Gift Guide for the Person Who Has Everything
The $75,000 Gift Basket
12/03/07 - 01:35 PM EST
Gift baskets are often about as exciting as grocery-store fruitcake. They're the all-purpose gifts for that client you're about to drop, or that aunt in Bolivia. The few times I received one, the fruit rotted on my desk, I never cashed the gift certificate to a spa two hours from my house, and I tossed the lotion sample that smelled like my boss. So how does Van's Gifts president Reva Colover get powerful executives to pay $75,000 for one of her Cadeau Collection baskets? She simply includes all her favorite things: two first-class tickets to the House of Dom Perignon in France (flying into Paris), a year's supply of handmade Godiva truffles, an Illy Café espresso machine and other decadent goodies all wrapped in a set of vintage style trunks. "It was a bit ridiculous to do," Colover admits, but she claims the price isn't ridiculously high for what's included.

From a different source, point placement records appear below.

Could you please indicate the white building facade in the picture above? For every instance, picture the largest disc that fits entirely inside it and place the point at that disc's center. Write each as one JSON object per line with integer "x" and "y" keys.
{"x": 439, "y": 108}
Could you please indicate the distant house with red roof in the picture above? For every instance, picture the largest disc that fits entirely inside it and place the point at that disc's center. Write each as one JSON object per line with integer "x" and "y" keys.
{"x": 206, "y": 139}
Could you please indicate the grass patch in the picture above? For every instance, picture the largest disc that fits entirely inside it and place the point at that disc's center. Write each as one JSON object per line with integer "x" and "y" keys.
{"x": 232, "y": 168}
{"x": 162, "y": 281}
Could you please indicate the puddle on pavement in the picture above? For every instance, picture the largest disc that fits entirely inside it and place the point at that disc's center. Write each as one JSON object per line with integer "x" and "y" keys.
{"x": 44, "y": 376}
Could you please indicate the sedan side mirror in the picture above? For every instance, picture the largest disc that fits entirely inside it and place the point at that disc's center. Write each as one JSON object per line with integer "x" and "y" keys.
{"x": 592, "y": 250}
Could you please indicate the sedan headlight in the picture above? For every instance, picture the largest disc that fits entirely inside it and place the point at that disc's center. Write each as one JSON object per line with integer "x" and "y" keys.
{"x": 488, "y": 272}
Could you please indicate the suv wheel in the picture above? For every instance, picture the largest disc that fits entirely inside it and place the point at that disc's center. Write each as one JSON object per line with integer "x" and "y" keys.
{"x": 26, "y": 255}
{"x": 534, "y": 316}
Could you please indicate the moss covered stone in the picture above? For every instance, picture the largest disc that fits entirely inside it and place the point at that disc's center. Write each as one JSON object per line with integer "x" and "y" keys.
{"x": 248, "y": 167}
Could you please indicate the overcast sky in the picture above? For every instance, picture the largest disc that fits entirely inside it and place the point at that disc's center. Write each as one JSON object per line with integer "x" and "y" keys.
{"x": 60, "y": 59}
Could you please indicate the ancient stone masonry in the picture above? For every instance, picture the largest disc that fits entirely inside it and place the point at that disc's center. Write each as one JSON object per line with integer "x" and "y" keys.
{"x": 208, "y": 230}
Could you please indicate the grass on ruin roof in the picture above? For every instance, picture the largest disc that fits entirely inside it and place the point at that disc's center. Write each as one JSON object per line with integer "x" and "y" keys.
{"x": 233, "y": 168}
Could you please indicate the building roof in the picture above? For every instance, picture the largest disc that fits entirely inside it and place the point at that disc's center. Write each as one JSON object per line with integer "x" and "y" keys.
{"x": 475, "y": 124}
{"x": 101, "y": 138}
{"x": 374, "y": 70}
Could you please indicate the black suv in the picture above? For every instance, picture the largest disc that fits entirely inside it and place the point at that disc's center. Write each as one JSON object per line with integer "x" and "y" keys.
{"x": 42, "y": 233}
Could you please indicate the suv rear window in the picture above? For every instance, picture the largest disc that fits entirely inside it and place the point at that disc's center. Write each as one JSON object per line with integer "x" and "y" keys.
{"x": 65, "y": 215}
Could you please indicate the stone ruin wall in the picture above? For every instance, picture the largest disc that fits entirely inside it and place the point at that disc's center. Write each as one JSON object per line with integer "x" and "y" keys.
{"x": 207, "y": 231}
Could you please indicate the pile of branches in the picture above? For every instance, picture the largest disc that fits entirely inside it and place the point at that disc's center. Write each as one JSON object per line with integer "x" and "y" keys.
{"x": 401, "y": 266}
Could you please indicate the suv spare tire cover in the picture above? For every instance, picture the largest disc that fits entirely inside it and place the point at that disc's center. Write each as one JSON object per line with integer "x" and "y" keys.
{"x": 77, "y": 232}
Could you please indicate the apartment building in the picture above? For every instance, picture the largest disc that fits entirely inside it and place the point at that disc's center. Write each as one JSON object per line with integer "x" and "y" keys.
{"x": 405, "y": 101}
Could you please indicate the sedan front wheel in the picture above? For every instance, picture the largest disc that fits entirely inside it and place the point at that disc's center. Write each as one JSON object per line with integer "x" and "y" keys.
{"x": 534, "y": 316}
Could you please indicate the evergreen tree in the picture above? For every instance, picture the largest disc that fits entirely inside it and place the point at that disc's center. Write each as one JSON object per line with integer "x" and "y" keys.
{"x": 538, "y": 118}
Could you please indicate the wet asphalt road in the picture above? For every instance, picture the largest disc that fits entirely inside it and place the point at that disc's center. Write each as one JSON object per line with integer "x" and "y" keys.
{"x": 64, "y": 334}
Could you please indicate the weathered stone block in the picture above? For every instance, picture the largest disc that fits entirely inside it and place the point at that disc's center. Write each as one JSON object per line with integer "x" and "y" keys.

An entertainment exec has expressed interest in purchasing three for business-related gifting, she says. Another customer from the technology industry purchased a basket sans the plane tickets -- they have their own trip planned. However, nobody has actually bought the full basket yet. The 4-foot-tall, 22-foot-wide ensemble is shrink-wrapped by passing through a giant tunnel, and with postage paid -- at this price, it better be -- it is delivered to any U.S. address via special messenger.
Reva's Rationale
"I wanted the whole thing to be visually marvelous and bring together the experience of traveling," says Colover. Lavish gifting is commonplace in Colover's line of work. One of her customers, a company executive, spent $40,000 sending each of his board members a magnum of Champagne wrapped in a blanket. "We don't just include things to look pretty," says Colover, who avoids the word gift basket to describe her gift collections, which are packaged in trunks, coffee tables and even clarinet cases. This year, customers are sending out the same number of gifts but spending more on each, says Colover. She suspects that executives are trying harder -- and paying more -- to make a lasting impression on corporate clients.Money Better Spent?
Endless truffles and a trip to France are tempting, but look at what else $75,000 could score:- 2008 BMW 7 Series: $75,800
- 37 Apple MacBook laptops at $2,000 each
- 1,500 tanks of gas at about $50 each.